(PhysOrg.com) -- For the first time in more than a quarter-century a new space vehicle stands ready in NASA's Kennedy Space Center Vehicle Assembly Building. The Ares I-X rocket, its simulated crew module and launch abort system are assembled on a mobile launch platform at Kennedy in preparation for launch this fall.
The final segments of the Ares I-X were stacked on Aug. 13, completing the 327-foot launch vehicle and providing the first look at the finished rocket's distinctive shape. The Ares I-X flight test is targeted for Oct. 31.
"More than three years of hard work with the NASA and contractor team has brought us to this historic moment," said Bob Ess, Ares I-X mission manager. "This flight test is a critical step in continuing our design process for the Ares vehicle and the first flight for the Constellation Program."
The upper stage simulator of the Ares I-X consists of 11 individual components that were designed and manufactured during a two-year period at NASA's Glenn Research Center in Cleveland.
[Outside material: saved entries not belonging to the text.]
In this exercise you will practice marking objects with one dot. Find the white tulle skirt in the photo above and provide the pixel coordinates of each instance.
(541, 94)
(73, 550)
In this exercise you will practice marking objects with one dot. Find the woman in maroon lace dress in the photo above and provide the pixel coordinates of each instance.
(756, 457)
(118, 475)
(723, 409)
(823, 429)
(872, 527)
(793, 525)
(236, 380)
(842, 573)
The components represent the size, outer shape and weight of the second stage of the Ares I rocket. Glenn utilized its in-house work force and on-site facilities, with assistance of some highly skilled welders from the local Cleveland industry, to manufacture the components. Steel sheets were rolled and welded into cylinders, painted and outfitted with an internal access system, electronic sensors and cabling.
The Ares I-X is wired with more than 700 sensors to gather data during the two-and-a-half minute flight test. The launch will provide NASA an early opportunity to test and prove hardware, facilities and ground operations associated with the Ares I crew launch vehicle. The data collected during the launch will allow NASA to gather critical data during ascent of the integrated Orion spacecraft and the Ares I rocket.
Now that the Ares I-X is assembled, numerous evaluations will be run on all the rocket systems, including complex instruments that will constantly measure the vehicle's movements as it launches and the first stage separates. The evaluations include a process called "modal testing," which will shake the stack slightly to test stiffness of the rocket, including the pinned and bolted joints.